Twenty-three people died from suspected overdoses in Vancouver in August, the city reported Tuesday.
That's five more suspected overdose deaths than were reported in July.
The city's report also shows Vancouver Fire and Rescue Services were called to 499 overdose-related calls in August.
According to provincial statistics, of the 876 suspected overdose deaths in British Columbia between January and July, 226 happened in Vancouver.
First responders in the city have felt a huge strain during the ongoing opioid crisis. Capt. Steve Fraser with Vancouver Fire and Rescue Services said the continuing struggle to save lives has seen unprecedented stress and anxiety run rampant through their ranks.
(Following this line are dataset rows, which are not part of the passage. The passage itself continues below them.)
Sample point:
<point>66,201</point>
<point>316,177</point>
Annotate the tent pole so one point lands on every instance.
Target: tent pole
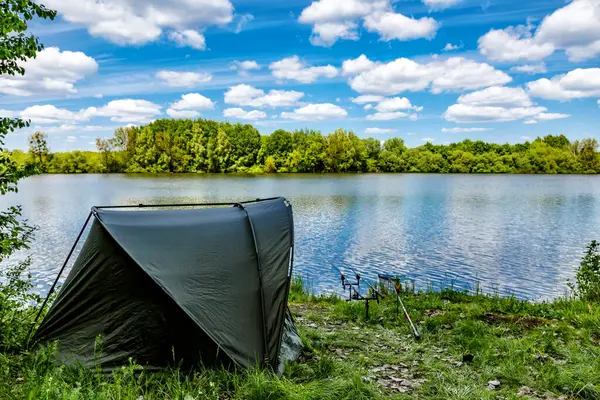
<point>290,276</point>
<point>53,287</point>
<point>260,281</point>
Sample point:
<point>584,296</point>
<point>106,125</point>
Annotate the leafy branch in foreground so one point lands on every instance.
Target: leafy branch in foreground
<point>15,283</point>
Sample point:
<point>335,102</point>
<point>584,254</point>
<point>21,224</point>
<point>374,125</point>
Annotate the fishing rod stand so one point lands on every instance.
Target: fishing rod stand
<point>354,294</point>
<point>350,285</point>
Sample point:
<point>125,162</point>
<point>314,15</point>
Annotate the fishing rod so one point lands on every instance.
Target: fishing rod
<point>354,290</point>
<point>373,288</point>
<point>398,288</point>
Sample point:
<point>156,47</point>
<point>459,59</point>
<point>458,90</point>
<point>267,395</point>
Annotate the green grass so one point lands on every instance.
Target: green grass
<point>552,348</point>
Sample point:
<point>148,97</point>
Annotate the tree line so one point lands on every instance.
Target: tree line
<point>209,146</point>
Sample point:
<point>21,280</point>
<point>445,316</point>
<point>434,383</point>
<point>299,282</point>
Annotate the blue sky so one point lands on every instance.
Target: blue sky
<point>439,70</point>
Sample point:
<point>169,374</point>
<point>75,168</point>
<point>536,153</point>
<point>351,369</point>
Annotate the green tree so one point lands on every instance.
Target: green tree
<point>38,147</point>
<point>106,148</point>
<point>278,145</point>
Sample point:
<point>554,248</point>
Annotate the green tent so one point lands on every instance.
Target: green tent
<point>179,286</point>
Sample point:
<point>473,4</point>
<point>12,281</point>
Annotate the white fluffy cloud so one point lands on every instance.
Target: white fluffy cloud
<point>451,47</point>
<point>243,114</point>
<point>496,104</point>
<point>189,105</point>
<point>390,25</point>
<point>316,112</point>
<point>356,66</point>
<point>293,69</point>
<point>137,22</point>
<point>463,113</point>
<point>126,110</point>
<point>51,72</point>
<point>244,66</point>
<point>530,69</point>
<point>386,116</point>
<point>123,110</point>
<point>379,131</point>
<point>49,114</point>
<point>333,20</point>
<point>576,84</point>
<point>182,113</point>
<point>188,38</point>
<point>364,99</point>
<point>464,130</point>
<point>246,95</point>
<point>500,96</point>
<point>551,116</point>
<point>513,44</point>
<point>183,79</point>
<point>574,28</point>
<point>395,104</point>
<point>440,4</point>
<point>402,74</point>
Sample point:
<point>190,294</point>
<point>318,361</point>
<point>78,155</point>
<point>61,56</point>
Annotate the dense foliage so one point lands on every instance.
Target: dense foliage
<point>210,146</point>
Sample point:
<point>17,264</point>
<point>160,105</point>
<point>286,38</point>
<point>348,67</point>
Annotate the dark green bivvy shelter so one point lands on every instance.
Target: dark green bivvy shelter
<point>179,286</point>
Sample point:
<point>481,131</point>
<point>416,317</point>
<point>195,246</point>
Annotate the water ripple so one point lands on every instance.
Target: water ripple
<point>522,235</point>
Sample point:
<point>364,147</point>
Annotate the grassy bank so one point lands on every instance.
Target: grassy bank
<point>472,347</point>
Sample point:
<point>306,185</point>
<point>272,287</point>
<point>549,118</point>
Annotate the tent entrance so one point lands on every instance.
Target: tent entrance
<point>184,287</point>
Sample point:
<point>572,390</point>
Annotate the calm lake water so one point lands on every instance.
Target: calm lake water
<point>521,235</point>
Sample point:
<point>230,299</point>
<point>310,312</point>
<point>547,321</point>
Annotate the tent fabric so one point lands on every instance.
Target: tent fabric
<point>184,285</point>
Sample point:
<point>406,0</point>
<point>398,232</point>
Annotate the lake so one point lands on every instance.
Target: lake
<point>512,234</point>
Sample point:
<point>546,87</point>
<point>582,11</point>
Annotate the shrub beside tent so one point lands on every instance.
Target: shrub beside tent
<point>179,286</point>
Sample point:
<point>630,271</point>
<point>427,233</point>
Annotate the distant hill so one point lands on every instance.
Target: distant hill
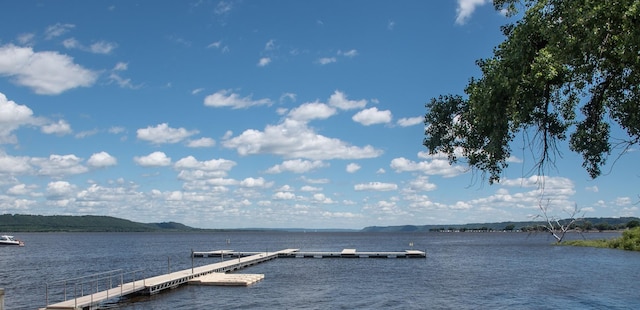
<point>84,223</point>
<point>594,223</point>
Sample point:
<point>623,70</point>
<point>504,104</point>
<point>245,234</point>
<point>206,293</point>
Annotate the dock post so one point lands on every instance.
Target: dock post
<point>1,299</point>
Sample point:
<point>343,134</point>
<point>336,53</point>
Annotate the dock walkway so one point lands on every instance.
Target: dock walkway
<point>154,285</point>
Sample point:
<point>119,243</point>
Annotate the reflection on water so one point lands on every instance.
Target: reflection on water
<point>462,270</point>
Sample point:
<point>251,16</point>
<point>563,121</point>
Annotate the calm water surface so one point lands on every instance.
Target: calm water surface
<point>462,271</point>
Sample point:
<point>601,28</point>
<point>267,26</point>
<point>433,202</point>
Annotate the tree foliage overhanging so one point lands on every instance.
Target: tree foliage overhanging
<point>567,69</point>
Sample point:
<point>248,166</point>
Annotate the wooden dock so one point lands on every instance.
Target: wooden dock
<point>212,274</point>
<point>154,285</point>
<point>346,253</point>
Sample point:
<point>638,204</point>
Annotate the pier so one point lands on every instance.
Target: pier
<point>152,285</point>
<point>346,253</point>
<point>212,274</point>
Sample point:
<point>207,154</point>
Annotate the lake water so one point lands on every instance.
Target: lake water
<point>461,271</point>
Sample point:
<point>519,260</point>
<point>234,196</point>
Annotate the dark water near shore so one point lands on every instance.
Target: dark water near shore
<point>462,271</point>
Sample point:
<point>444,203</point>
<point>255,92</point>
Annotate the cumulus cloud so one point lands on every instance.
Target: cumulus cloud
<point>297,166</point>
<point>376,186</point>
<point>326,60</point>
<point>264,61</point>
<point>12,116</point>
<point>372,116</point>
<point>349,53</point>
<point>155,159</point>
<point>13,165</point>
<point>59,165</point>
<point>339,100</point>
<point>57,30</point>
<point>255,182</point>
<point>466,8</point>
<point>191,162</point>
<point>226,98</point>
<point>293,139</point>
<point>310,111</point>
<point>20,190</point>
<point>102,159</point>
<point>59,128</point>
<point>202,142</point>
<point>46,73</point>
<point>432,167</point>
<point>421,184</point>
<point>410,121</point>
<point>60,190</point>
<point>100,47</point>
<point>162,133</point>
<point>353,167</point>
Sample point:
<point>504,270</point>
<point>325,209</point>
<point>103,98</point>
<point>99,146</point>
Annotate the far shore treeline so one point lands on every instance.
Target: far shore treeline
<point>93,223</point>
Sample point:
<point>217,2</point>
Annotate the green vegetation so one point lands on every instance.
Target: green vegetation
<point>586,224</point>
<point>567,70</point>
<point>630,241</point>
<point>86,223</point>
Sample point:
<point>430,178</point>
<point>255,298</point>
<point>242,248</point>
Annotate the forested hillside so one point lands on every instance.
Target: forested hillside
<point>87,223</point>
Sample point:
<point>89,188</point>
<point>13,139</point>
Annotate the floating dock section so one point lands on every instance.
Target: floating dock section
<point>226,279</point>
<point>346,253</point>
<point>154,285</point>
<point>213,274</point>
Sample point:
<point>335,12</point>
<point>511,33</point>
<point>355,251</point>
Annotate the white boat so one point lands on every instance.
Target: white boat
<point>10,240</point>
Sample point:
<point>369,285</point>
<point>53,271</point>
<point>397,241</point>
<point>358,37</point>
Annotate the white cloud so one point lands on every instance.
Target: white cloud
<point>271,45</point>
<point>255,182</point>
<point>26,39</point>
<point>339,100</point>
<point>102,159</point>
<point>293,139</point>
<point>102,47</point>
<point>376,186</point>
<point>116,130</point>
<point>466,8</point>
<point>283,196</point>
<point>226,98</point>
<point>162,133</point>
<point>20,190</point>
<point>59,165</point>
<point>14,165</point>
<point>46,73</point>
<point>155,159</point>
<point>202,142</point>
<point>223,7</point>
<point>372,116</point>
<point>12,116</point>
<point>297,166</point>
<point>353,167</point>
<point>59,128</point>
<point>593,189</point>
<point>433,167</point>
<point>60,190</point>
<point>421,184</point>
<point>410,121</point>
<point>326,60</point>
<point>264,61</point>
<point>57,30</point>
<point>623,201</point>
<point>191,162</point>
<point>310,111</point>
<point>350,53</point>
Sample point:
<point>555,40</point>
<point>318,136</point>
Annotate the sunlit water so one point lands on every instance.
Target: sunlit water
<point>462,271</point>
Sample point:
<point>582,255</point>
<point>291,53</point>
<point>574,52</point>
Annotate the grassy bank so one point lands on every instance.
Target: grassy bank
<point>630,241</point>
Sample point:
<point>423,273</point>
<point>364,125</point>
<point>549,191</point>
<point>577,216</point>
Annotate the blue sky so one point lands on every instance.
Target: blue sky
<point>233,114</point>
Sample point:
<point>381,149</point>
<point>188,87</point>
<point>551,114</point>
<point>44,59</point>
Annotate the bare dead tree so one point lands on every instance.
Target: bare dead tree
<point>558,227</point>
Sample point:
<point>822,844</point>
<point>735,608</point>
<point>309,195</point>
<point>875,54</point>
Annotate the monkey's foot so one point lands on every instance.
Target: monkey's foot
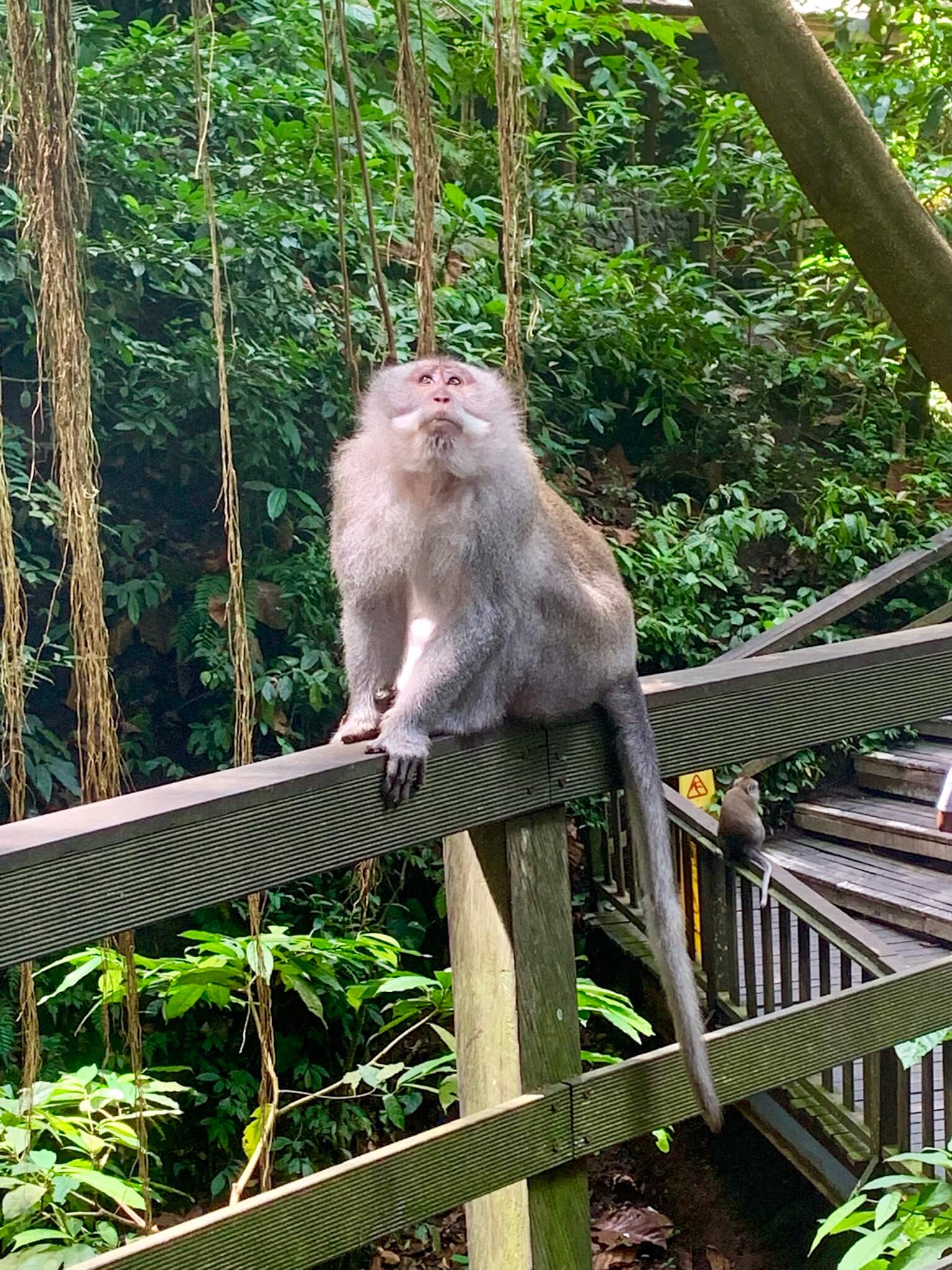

Health workers at organizations such as the Vancouver Area Network of Drug Users and the Portland Hotel Society have been experiencing a significant strain as well, and their story is the focus of the new documentary Frontline Fentanyl.
The film, which screened for the first time Tuesday, follows health workers who are often the first point of contact for drug users in the city.
The half-hour film was made during February 2016, a time when the opioid crisis was still relatively new in Vancouver and people started overdosing in alarming numbers.
Following the film screening, a discussion and forum was held at Simon Fraser University's Goldcorp Centre for the Arts. Panellists included founder of the Overdose Prevention Society Sarah Blythe and deputy provincial health officer Bonnie Henry.
Long-time drug reporter Travis Lupick moderated the forum.
Speaking with host Stephen Quinn during CBC's On the Coast, Lupick said waning public interest in the opioid crisis is troubling to him.
"People in the media business are watching the page views start to dip on fentanyl and overdose stories," said Lupick. "And that's really sad because the deaths are not really dipping."
The screening was by donation only and all proceeds will go to B.C.'s Overdose Prevention Society.